Pfizer is in a long running dispute with the Nigerian government and parents regarding children who died during a meningitis epidemic in 1996.
For background from a 2009 article:
Kano’s infectious diseases hospital, a small collection of concrete buildings inside a sandy compound, was overwhelmed, even after teams from Médecins sans Frontières arrived. They were dealing with not one but three epidemics – measles and cholera had broken out as well. Children were being seen and treated in overcrowded halls and corridors.
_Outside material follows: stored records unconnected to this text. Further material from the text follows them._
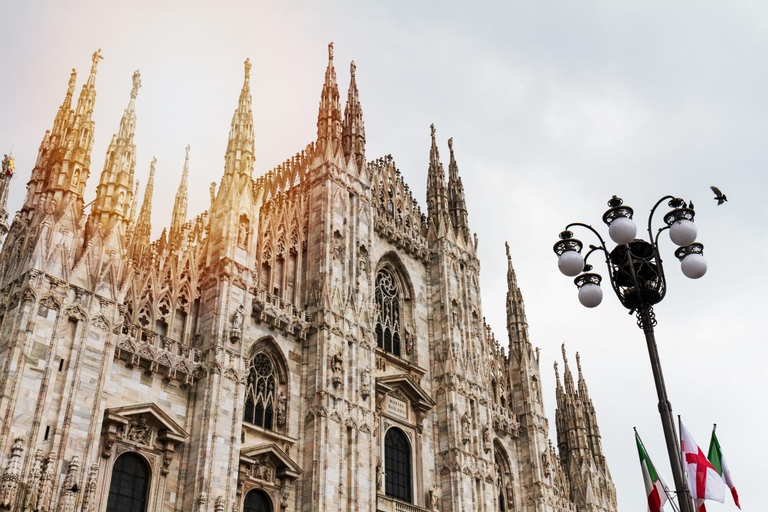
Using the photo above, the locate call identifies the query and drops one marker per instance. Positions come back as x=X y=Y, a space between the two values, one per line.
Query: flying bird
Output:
x=719 y=196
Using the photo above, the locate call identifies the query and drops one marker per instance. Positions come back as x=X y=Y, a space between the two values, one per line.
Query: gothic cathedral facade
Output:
x=310 y=342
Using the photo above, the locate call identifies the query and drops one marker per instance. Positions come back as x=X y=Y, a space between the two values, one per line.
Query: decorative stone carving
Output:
x=546 y=464
x=433 y=492
x=465 y=423
x=282 y=405
x=45 y=497
x=10 y=481
x=89 y=497
x=365 y=383
x=487 y=437
x=237 y=324
x=68 y=498
x=337 y=368
x=33 y=482
x=139 y=431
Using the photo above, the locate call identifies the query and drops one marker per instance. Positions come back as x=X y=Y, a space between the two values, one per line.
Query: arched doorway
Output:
x=129 y=485
x=257 y=501
x=397 y=459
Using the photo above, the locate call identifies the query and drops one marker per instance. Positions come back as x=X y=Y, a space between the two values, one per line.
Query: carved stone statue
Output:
x=282 y=404
x=379 y=475
x=365 y=383
x=487 y=436
x=139 y=431
x=546 y=464
x=242 y=235
x=337 y=367
x=433 y=497
x=465 y=428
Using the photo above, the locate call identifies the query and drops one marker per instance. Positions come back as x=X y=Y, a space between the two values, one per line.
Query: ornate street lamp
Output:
x=637 y=276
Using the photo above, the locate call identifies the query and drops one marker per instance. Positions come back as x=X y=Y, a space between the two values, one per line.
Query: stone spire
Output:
x=593 y=430
x=6 y=173
x=67 y=159
x=437 y=195
x=143 y=229
x=114 y=193
x=329 y=115
x=51 y=139
x=517 y=324
x=578 y=439
x=456 y=202
x=179 y=216
x=353 y=130
x=240 y=147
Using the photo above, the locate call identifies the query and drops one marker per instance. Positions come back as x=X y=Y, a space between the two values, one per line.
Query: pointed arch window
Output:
x=129 y=486
x=260 y=392
x=397 y=460
x=387 y=312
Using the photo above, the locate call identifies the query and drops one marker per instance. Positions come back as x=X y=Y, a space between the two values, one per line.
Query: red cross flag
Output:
x=704 y=482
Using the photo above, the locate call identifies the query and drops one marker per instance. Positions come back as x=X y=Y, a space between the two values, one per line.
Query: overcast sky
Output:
x=553 y=106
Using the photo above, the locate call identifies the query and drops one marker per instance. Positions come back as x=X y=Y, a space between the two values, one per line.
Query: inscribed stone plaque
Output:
x=397 y=407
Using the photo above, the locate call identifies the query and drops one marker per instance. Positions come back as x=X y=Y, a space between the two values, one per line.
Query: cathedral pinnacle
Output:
x=517 y=323
x=353 y=129
x=457 y=204
x=437 y=195
x=179 y=215
x=114 y=193
x=240 y=147
x=143 y=228
x=329 y=114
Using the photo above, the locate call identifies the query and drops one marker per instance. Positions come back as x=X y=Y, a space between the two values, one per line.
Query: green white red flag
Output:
x=654 y=488
x=704 y=482
x=715 y=456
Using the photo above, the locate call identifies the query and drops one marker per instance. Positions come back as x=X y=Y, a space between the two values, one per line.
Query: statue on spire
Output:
x=96 y=57
x=9 y=165
x=72 y=79
x=136 y=84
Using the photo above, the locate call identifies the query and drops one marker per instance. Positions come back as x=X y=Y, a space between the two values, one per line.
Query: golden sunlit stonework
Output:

It was chaos.
And then a chartered DC-9 flew in from the US. On board were doctors from Pfizer, the world’s biggest pharmaceutical company, and better medical equipment than the African town had ever seen. They had come to conduct a trial of an oral antibiotic called Trovan, which they wanted to test in children with meningitis against the “gold-standard” treatment of the western world, ceftriaxone. They took over part of the hospital and dosed 200 children, half with Trovan and half with ceftriaxone. And then they left, leaving behind some surplus drugs and equipment for the hospital.
Using a local facility for the purposes of testing a new unproven drug already raises ethical questions. Arriving and in cold-blooded fashion selecting just 200 patients for participation in the trial and then leaving with the epidemic still raging is at least insensitive and at worst, a damning example of the drug company’s opportunistic quest for profits.
Even worse, the Pfizer never intended the drug for use in Africa, the testing against meningitis there was simply a quick and very dirty way to accrue patients.
But the drug is not to be found in African pharmacies. It was trialed on African children, but never intended for Africa. Pfizer aimed to sell it in the USA and Europe – and yet its licence was withdrawn in Europe because of concern over liver toxicity. It is not licensed anywhere for children.
Pfizer maintained that what they did was “ethical” and that they provided the drug free of charge during an epidemic.
The world’s biggest research-based pharmaceutical company announced on Thursday that it had made payments of $175,000 (£108,000) to each family. More such compensation settlements are expected to follow.
Legal action filed against the company alleged that some received a dose lower than recommended, leaving many children with brain damage, paralysis or slurred speech.
US-based Pfizer had argued that meningitis and not its antibiotic had led to the deaths of 11 children and harm to dozens of others. But in 2009 it reached a tentative out-of-court settlement with the Kano state government worth $75m.
The cable reported a meeting between Pfizer’s country manager, Enrico Liggeri, and US officials at the Abuja embassy on 9 April 2009. It stated: “According to Liggeri, Pfizer had hired investigators to uncover corruption links to federal attorney general Michael Aondoakaa to expose him and put pressure on him to drop the federal cases.”He said Pfizer’s investigators were passing this information to local media.”
Pfizer has subsequently denied the contents of the cable.
Medicynical Note: Pfizer’s insensitivity is quite remarkable. What’s more cynical than delaying resolving this mess for 15 years? What’s more cynical than testing a drug in a place where you never intend to market it–because it will be too expensive? What’s more cynical and opportunistic than flying in a research team in the middle of an epidemic to do drug trials……and then leaving?
It’s enough to give us all, my profession and the formerly “ethical” drug manufacturing companies, a bad name.